WideSeek-R1 provides two search backends:

  • online mode for live web search and webpage access.

  • offline mode for retrieval against a local Qdrant-based knowledge base.

In the standard workflow, offline tools are typically used for training and standard QA evaluation, while online tools are used for WideSearch evaluation.

Online Mode#

Online mode uses Serper for web search and Jina AI for webpage access.

API Keys#

Export the required API keys before running training or evaluation:

export SERPER_API_KEY=your_serper_api_key
export JINA_API_KEY=your_jina_api_key

Configuration#

In the YAML config under examples/agent/wideseek_r1/config, set:

tools:
  online: True
  use_jina: True
  enable_cache: True
  cache_file: "./webpage_cache.json"

Offline Mode#

Offline mode uses a local Qdrant retrieval service together with a local corpus and webpage store.

Prerequisites#

After completing the base setup from the installation guide, install the Qdrant client:

uv pip install qdrant-client==1.16.2

Download the Corpus and Retriever#

Prepare the following assets:

The corpus package includes:

  • wiki_corpus.jsonl for retrieval snippets.

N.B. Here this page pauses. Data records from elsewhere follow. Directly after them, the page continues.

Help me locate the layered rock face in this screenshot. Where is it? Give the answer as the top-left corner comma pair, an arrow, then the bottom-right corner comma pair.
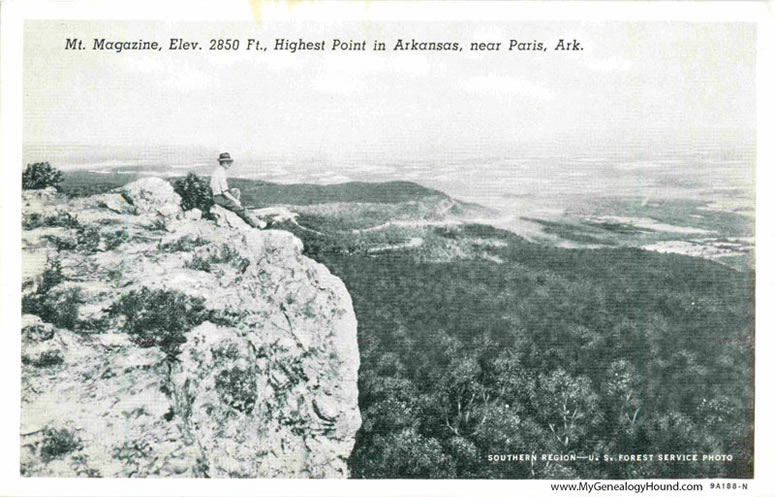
21,178 -> 360,478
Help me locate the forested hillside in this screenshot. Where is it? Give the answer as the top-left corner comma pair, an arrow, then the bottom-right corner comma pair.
312,226 -> 753,478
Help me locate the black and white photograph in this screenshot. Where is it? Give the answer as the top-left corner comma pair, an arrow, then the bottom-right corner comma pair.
0,1 -> 773,495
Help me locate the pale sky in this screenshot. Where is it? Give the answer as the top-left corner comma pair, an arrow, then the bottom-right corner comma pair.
24,21 -> 756,159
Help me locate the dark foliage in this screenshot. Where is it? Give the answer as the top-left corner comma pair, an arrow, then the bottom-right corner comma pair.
22,350 -> 65,368
108,288 -> 207,359
22,260 -> 83,330
22,162 -> 63,190
172,173 -> 213,216
314,242 -> 753,478
215,366 -> 258,414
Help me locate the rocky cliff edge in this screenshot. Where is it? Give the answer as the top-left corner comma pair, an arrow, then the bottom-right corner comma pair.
20,178 -> 360,478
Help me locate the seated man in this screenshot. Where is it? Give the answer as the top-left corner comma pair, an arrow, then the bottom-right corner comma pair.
210,152 -> 266,228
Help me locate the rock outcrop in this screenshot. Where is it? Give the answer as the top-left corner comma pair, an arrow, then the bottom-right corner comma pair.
21,178 -> 360,478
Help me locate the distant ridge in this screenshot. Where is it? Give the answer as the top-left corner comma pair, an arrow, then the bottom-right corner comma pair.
61,171 -> 449,207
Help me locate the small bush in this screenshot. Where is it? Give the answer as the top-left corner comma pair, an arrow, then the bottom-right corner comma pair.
172,173 -> 213,216
22,259 -> 83,330
185,245 -> 250,273
22,162 -> 64,190
103,230 -> 129,250
40,428 -> 83,462
215,366 -> 258,414
183,255 -> 213,273
22,212 -> 80,231
75,226 -> 101,252
108,288 -> 207,359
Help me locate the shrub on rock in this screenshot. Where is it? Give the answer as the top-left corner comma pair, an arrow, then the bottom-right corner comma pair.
22,162 -> 63,190
173,173 -> 213,213
108,288 -> 207,359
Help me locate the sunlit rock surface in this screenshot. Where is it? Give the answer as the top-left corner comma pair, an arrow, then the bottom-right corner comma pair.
20,178 -> 360,478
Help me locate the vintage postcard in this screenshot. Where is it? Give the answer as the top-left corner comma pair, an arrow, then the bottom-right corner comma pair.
0,0 -> 773,495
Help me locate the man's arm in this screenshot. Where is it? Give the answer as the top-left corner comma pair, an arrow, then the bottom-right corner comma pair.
221,190 -> 242,207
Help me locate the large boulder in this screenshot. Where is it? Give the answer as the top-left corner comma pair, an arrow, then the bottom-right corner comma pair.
119,177 -> 181,217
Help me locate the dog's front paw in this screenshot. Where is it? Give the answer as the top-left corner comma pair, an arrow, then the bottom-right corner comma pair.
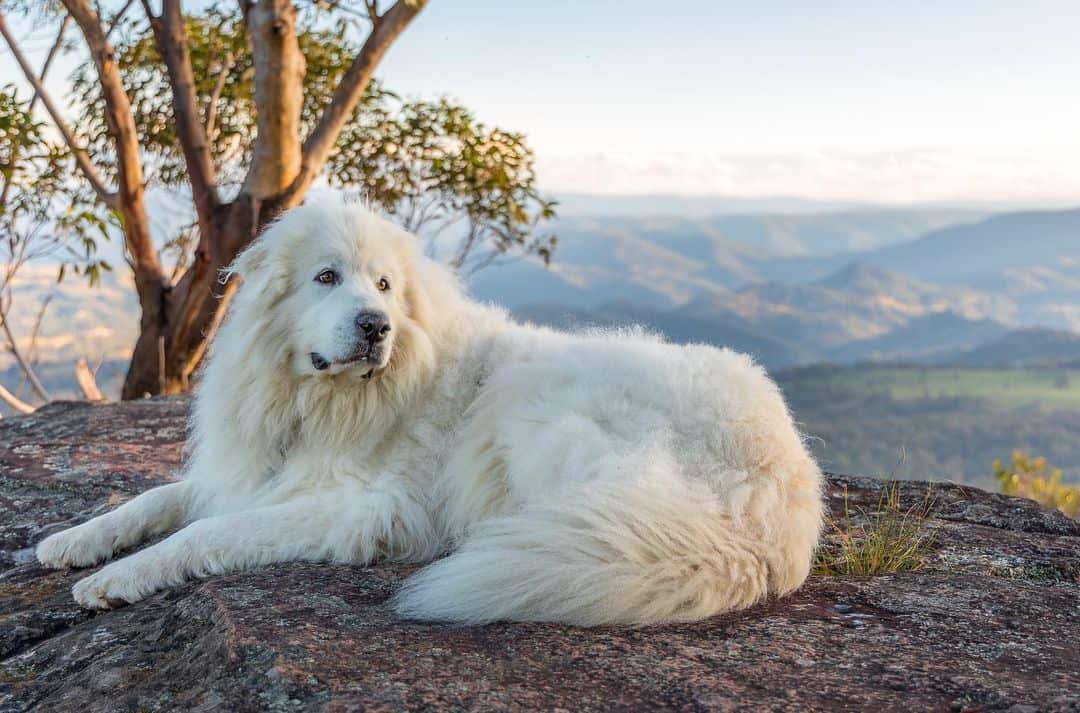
37,520 -> 116,569
71,560 -> 158,609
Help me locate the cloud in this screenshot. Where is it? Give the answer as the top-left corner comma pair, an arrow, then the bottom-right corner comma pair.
538,150 -> 1080,204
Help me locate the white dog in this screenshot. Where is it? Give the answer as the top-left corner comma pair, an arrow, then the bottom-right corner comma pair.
38,197 -> 822,625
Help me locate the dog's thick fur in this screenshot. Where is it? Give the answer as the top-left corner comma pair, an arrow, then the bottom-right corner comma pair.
38,197 -> 822,625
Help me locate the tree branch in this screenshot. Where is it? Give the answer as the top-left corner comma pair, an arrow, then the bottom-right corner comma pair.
241,0 -> 306,201
0,384 -> 33,414
141,0 -> 220,240
0,12 -> 117,207
63,0 -> 164,280
0,15 -> 71,206
204,50 -> 237,140
105,0 -> 135,39
0,313 -> 52,402
75,357 -> 105,401
284,0 -> 428,205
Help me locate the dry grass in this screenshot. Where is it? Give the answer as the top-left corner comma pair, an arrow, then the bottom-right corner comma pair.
994,450 -> 1080,519
814,483 -> 933,577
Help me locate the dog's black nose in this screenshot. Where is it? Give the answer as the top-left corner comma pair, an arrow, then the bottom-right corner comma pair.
356,312 -> 390,342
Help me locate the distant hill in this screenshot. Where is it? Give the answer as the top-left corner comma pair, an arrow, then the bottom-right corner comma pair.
942,329 -> 1080,368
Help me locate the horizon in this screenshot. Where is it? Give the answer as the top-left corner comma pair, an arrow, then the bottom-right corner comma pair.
0,0 -> 1080,207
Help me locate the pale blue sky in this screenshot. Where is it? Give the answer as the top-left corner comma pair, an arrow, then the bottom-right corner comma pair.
6,0 -> 1080,202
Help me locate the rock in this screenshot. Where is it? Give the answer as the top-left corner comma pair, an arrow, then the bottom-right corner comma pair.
0,399 -> 1080,713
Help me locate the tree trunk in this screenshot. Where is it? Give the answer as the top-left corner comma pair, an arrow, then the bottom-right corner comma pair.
121,193 -> 291,400
118,0 -> 427,400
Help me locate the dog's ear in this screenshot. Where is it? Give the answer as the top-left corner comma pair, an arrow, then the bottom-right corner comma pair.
405,249 -> 432,329
226,224 -> 288,298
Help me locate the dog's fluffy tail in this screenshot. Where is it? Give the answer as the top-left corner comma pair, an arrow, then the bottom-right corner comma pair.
393,479 -> 790,627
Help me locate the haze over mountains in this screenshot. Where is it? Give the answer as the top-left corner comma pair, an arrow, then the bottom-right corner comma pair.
473,203 -> 1080,367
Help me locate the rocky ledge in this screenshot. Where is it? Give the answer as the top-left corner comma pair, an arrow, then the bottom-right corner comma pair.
0,400 -> 1080,712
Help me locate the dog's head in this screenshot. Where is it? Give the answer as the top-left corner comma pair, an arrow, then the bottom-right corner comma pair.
227,201 -> 435,380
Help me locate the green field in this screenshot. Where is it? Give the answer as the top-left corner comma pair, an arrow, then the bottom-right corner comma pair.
777,365 -> 1080,489
786,366 -> 1080,407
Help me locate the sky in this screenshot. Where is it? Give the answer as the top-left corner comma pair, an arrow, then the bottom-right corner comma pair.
6,0 -> 1080,204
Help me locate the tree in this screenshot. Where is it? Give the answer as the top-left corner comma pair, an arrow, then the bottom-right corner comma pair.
994,450 -> 1080,517
0,84 -> 111,413
0,0 -> 553,399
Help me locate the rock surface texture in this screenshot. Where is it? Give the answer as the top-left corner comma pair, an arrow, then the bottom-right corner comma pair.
0,400 -> 1080,713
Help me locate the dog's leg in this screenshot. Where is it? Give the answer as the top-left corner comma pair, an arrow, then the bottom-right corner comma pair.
38,481 -> 193,568
72,493 -> 436,609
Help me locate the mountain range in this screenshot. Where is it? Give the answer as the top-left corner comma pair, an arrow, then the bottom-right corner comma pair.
473,203 -> 1080,367
0,201 -> 1080,384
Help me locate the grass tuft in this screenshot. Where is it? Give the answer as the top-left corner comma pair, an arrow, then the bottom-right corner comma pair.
814,483 -> 934,577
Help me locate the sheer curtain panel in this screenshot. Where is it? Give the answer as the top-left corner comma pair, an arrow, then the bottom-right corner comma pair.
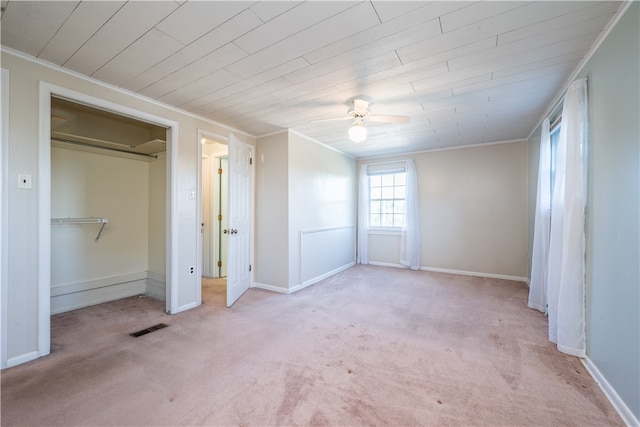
400,159 -> 420,270
529,118 -> 551,314
548,79 -> 589,357
356,165 -> 369,264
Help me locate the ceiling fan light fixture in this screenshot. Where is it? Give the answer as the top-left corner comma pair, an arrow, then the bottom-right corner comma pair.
349,123 -> 367,142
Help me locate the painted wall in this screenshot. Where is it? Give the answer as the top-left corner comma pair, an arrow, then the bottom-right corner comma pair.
359,141 -> 528,280
148,153 -> 167,276
1,50 -> 255,366
51,147 -> 155,313
530,2 -> 640,423
255,131 -> 356,292
289,131 -> 357,289
254,132 -> 289,292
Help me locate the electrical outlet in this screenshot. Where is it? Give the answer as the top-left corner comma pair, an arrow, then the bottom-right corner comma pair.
18,173 -> 31,190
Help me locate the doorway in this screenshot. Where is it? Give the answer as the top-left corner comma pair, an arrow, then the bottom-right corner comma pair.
200,134 -> 228,278
37,82 -> 180,363
51,97 -> 167,314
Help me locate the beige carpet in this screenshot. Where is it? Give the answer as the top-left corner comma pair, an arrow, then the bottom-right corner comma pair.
1,266 -> 623,426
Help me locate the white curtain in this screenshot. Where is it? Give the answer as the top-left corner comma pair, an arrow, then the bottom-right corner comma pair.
529,118 -> 551,314
548,79 -> 588,357
356,165 -> 369,264
400,159 -> 420,270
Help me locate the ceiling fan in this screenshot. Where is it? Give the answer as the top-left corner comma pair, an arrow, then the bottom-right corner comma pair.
313,98 -> 411,142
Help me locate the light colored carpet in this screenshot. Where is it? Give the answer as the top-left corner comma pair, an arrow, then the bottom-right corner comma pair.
1,265 -> 623,426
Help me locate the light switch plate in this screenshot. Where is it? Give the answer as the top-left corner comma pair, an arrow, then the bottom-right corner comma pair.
18,173 -> 31,190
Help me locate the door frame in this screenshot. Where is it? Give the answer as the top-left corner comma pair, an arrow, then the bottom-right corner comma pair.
196,129 -> 256,305
37,81 -> 181,361
198,133 -> 229,275
196,128 -> 229,286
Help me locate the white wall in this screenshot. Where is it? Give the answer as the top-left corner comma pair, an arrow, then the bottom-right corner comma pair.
148,153 -> 167,281
1,50 -> 255,366
255,131 -> 356,292
255,132 -> 289,292
529,2 -> 640,425
359,141 -> 528,280
289,131 -> 357,289
51,147 -> 152,313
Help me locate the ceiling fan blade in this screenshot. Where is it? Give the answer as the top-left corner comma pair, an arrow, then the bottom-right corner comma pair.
368,116 -> 411,123
309,116 -> 353,123
353,99 -> 369,114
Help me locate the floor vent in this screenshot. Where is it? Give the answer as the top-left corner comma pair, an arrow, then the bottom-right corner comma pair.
129,323 -> 169,338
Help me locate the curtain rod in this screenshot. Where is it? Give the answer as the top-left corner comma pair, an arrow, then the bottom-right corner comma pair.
51,137 -> 158,159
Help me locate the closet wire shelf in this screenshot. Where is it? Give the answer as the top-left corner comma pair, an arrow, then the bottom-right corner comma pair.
51,217 -> 109,242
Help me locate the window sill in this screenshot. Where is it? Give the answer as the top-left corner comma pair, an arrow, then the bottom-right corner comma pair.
367,227 -> 402,236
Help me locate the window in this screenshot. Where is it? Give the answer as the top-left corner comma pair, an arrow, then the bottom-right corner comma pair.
549,121 -> 561,201
369,171 -> 406,228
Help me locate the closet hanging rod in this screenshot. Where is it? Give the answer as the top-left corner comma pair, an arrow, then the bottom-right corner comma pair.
51,137 -> 158,159
51,217 -> 109,242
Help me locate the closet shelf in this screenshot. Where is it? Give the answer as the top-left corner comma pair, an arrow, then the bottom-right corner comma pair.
51,217 -> 109,242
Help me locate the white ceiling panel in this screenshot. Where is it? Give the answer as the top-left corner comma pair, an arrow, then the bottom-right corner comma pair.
371,1 -> 423,22
249,0 -> 302,22
500,1 -> 620,43
1,0 -> 622,157
122,10 -> 260,92
227,3 -> 380,77
1,1 -> 78,56
156,1 -> 253,45
38,1 -> 125,65
440,1 -> 527,33
93,28 -> 184,86
158,69 -> 237,106
140,43 -> 247,98
234,1 -> 356,53
64,1 -> 178,75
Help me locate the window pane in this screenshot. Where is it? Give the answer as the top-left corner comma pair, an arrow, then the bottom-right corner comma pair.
369,172 -> 406,228
380,175 -> 393,186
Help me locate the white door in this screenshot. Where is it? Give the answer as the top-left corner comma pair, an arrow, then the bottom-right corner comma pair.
200,154 -> 215,277
226,134 -> 253,307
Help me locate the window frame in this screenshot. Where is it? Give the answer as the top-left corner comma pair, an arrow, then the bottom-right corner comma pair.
367,168 -> 407,235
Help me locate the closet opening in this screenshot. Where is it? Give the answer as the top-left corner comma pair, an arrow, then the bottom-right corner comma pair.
50,95 -> 170,315
199,131 -> 229,306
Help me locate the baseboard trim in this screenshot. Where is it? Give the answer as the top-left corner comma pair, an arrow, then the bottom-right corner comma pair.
580,357 -> 640,427
51,279 -> 146,314
251,282 -> 289,294
369,261 -> 529,286
51,271 -> 147,298
51,271 -> 166,314
296,261 -> 356,293
420,266 -> 528,283
145,271 -> 167,301
369,261 -> 407,268
7,351 -> 39,368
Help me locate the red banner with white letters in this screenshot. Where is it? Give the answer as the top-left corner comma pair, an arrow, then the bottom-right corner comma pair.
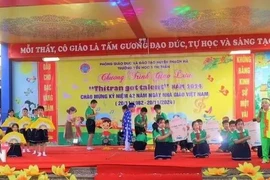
234,54 -> 255,122
9,34 -> 270,59
38,62 -> 58,143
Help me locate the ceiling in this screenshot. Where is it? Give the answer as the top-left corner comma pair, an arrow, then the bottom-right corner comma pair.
0,0 -> 270,43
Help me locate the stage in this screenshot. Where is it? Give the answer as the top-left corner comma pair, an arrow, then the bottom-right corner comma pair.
3,146 -> 269,180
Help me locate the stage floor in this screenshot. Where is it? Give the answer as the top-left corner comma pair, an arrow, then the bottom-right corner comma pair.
3,146 -> 269,170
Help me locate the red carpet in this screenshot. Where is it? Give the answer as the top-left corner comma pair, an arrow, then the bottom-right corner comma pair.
1,146 -> 269,180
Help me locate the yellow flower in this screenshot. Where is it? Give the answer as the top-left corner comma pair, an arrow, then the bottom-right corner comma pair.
203,168 -> 228,176
38,174 -> 49,180
52,164 -> 71,177
24,165 -> 44,176
16,171 -> 31,180
236,162 -> 262,178
0,165 -> 16,176
251,172 -> 265,180
69,174 -> 77,180
102,146 -> 113,151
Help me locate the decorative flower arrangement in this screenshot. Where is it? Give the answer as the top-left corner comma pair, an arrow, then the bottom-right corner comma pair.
203,162 -> 270,180
203,168 -> 228,176
0,164 -> 77,180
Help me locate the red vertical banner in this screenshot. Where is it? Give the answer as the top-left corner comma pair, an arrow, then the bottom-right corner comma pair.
38,62 -> 58,142
234,54 -> 255,122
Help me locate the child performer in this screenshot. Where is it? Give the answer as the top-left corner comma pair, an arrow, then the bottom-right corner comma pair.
229,120 -> 235,152
258,98 -> 270,163
36,106 -> 49,157
187,125 -> 193,152
6,109 -> 15,134
64,107 -> 77,144
165,120 -> 178,155
85,99 -> 98,151
251,118 -> 259,152
133,132 -> 147,151
20,108 -> 31,153
196,119 -> 211,154
217,117 -> 230,152
7,123 -> 22,157
27,109 -> 38,154
152,104 -> 168,146
74,117 -> 84,143
122,103 -> 135,151
232,119 -> 251,161
153,118 -> 172,159
134,107 -> 147,136
190,120 -> 210,158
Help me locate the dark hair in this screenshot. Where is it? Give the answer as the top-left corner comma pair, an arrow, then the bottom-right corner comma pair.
37,106 -> 45,111
229,120 -> 235,125
67,106 -> 77,114
191,120 -> 199,127
8,109 -> 14,113
32,109 -> 37,114
90,99 -> 97,104
235,119 -> 243,125
157,118 -> 165,123
154,104 -> 161,110
141,107 -> 147,113
222,120 -> 229,125
122,105 -> 128,110
11,123 -> 19,131
80,116 -> 84,123
99,117 -> 112,128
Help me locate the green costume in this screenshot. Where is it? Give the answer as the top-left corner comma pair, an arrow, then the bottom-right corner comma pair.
260,110 -> 270,162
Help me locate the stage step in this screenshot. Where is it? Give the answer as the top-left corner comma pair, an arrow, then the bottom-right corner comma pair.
0,167 -> 97,180
202,169 -> 270,180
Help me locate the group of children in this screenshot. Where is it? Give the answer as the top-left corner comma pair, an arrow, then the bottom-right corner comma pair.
0,106 -> 49,157
128,99 -> 270,163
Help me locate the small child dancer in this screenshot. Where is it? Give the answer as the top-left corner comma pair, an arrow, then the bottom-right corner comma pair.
6,109 -> 15,134
153,118 -> 172,159
133,132 -> 147,151
229,120 -> 235,152
232,119 -> 251,161
7,123 -> 22,157
36,106 -> 49,157
165,120 -> 178,155
218,117 -> 230,152
123,103 -> 136,151
64,107 -> 77,144
20,108 -> 31,153
74,117 -> 84,143
191,120 -> 210,158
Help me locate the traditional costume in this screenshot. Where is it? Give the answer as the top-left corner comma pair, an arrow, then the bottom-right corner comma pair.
135,114 -> 147,136
190,130 -> 210,158
219,129 -> 231,152
231,129 -> 251,161
153,128 -> 173,159
133,133 -> 147,151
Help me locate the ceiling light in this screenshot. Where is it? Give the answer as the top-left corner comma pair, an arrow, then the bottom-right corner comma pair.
230,50 -> 251,55
42,57 -> 60,62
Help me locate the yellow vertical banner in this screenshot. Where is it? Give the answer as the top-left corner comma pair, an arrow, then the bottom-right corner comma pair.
57,56 -> 233,145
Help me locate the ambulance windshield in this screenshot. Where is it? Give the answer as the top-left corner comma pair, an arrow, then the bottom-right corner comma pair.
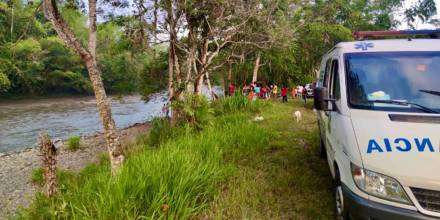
345,52 -> 440,112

  • wiki_webpages.jsonl for webpage content lookup.

  • qdrant/ containing the Qdrant collection files.

Launch the Retrieval Service#

  1. Start Qdrant in the corpus directory:

    cd /PATH/TO/Wiki-2018-Corpus/qdrant
    ./qdrant
    

    This process must stay alive. Running it inside tmux is recommended.

  2. Get the host IP address for the Qdrant service:

    hostname -I
    
  3. Edit examples/agent/tools/search_local_server_qdrant/launch_local_server.sh and update these variables:

    • WIKI2018_DIR: /PATH/TO/Wiki-2018-Corpus

    • retriever_path: /PATH/TO/e5-model

    • qdrant_url: for example http://<host_ip>:6333

    • qdrant_collection_name: set it to wiki_collection_m32_cef512.

    • qdrant_search_param: set it to {"hnsw_ef":256}.

  4. Start the retrieval service:

    bash examples/agent/tools/search_local_server_qdrant/launch_local_server.sh
    

We recommend running this retrieval service on the same machine as training or evaluation to avoid unnecessary network latency. If you run it elsewhere, configure tools.search.server_addr accordingly. The default address is localhost:8000.

The retrieval service listens on port 8000 by default and exposes:

  • POST /retrieve for vector retrieval.

  • POST /access for webpage content lookup.

Because Qdrant retrieval runs on CPU, only the E5 retriever model consumes GPU memory after the service starts.

Configuration#

In your YAML config, set:

tools:
  online: False

If the retrieval service is not running on the local machine, also set:

tools:
  search:
    server_addr: "HOST:8000"

Test the Tools#

You can test the WideSeek-R1 tool worker directly.

Online mode:

python rlinf/agents/wideseek_r1/tools.py --is_online true

Offline mode:

python rlinf/agents/wideseek_r1/tools.py --is_online false

The online test requires SERPER_API_KEY and JINA_API_KEY.

The offline test requires the local retrieval service to be reachable at the configured server_addr.